AIBDP’s goals are E5 - to evangelize, educate, empower, enlighten, and entertain in the context of Big Data strategy and technology.
1. Evangelize
2. Educate
- On business strategy, technology, methodology, business processes and implementation of Big Data solutions & products - Via educational material and forums such as conferences, community meet-ups, special events, webinars, etc.
3. Enlighten
4. Empower
5. Entertain
Big Data. Everyone in the Silicon Valley and beyond has heard of the term. But it’s not just a term. It’s serious stuff. It might consist of little words, but the implications of these words are enormous. Big data is referred to as such because it encompasses collections of data that are so large and intricate that an entirely new set of tools and mental framework are required in order to tackle it. It brings about an entire new set of challenges; from capture to storage to analysis, the information held within big data is often extremely difficult to extract. This is where we come in.

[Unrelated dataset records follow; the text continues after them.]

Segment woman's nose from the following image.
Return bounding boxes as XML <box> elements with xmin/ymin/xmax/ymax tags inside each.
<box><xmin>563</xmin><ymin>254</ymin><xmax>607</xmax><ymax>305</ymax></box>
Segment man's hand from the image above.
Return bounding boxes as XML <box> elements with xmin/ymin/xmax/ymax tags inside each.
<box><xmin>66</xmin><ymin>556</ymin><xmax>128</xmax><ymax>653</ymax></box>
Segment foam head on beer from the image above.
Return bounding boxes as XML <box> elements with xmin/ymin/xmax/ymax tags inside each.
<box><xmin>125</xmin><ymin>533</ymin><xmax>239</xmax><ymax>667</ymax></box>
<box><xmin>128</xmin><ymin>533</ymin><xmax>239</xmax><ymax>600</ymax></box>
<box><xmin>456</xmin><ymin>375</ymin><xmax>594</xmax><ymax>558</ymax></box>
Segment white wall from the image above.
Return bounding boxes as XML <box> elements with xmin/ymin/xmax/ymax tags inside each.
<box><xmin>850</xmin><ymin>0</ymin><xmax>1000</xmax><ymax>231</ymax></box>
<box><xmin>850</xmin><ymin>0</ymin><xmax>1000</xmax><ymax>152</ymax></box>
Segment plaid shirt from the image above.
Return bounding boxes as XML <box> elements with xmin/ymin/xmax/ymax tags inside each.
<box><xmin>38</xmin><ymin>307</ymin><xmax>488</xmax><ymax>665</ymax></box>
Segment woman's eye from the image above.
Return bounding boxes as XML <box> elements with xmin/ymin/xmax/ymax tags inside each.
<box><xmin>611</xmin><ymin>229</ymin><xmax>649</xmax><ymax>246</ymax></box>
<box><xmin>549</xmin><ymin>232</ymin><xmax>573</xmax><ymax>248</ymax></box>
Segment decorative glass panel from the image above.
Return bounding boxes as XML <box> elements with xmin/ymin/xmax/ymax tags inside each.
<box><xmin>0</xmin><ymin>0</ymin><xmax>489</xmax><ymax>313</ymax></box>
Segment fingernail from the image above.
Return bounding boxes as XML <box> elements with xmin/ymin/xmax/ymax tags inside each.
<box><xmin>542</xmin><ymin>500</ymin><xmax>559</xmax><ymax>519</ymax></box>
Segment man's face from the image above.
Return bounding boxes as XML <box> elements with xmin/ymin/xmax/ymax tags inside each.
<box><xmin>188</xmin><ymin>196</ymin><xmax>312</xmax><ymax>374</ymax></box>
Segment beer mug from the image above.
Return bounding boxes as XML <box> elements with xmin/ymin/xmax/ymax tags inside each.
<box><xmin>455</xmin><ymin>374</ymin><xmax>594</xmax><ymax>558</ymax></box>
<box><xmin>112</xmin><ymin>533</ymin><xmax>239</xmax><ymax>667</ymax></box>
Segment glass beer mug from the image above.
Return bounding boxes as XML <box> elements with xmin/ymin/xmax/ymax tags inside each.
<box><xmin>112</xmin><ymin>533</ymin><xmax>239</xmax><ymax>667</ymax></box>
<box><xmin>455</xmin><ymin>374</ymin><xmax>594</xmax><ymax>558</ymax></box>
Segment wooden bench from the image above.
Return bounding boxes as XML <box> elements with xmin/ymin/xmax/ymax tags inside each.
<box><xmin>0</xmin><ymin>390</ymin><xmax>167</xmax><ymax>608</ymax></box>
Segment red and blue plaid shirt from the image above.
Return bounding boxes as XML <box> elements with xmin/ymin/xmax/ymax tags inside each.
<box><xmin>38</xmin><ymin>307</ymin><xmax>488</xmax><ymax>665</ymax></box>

The paradigm has shifted in information world where narrow & focused business missions are more in demand – solutions are expected more like not “one-fit-for-all” but “fit-for-purpose”. Enterprises, both private & public, are required to discover more about their stakeholders’ facts, relationships, indicators, patterns, trends, and pointers which could not probably be discovered before by using traditional databases and processes. This made it necessary to capture & store more data and just not collect. This gave rise to deal with high volumes of data with lots of variety, often collected much faster than the traditional enterprise data. Although not entirely new, Big Data is a phenomenon that has taken prominence with the advent of open source technologies (like Hadoop / MapReduce / Cassandra etc.) to do Massive Parallel Processing using just commodity servers instead of professional grade servers.
Big Data is the new art and science, using Massive Parallel Processing (MPP) technology, of collection, storage, processing, distribution, and analysis of data with any of the attributes – high volume, high velocity, high variety to extract high value and greater accuracy (veracity).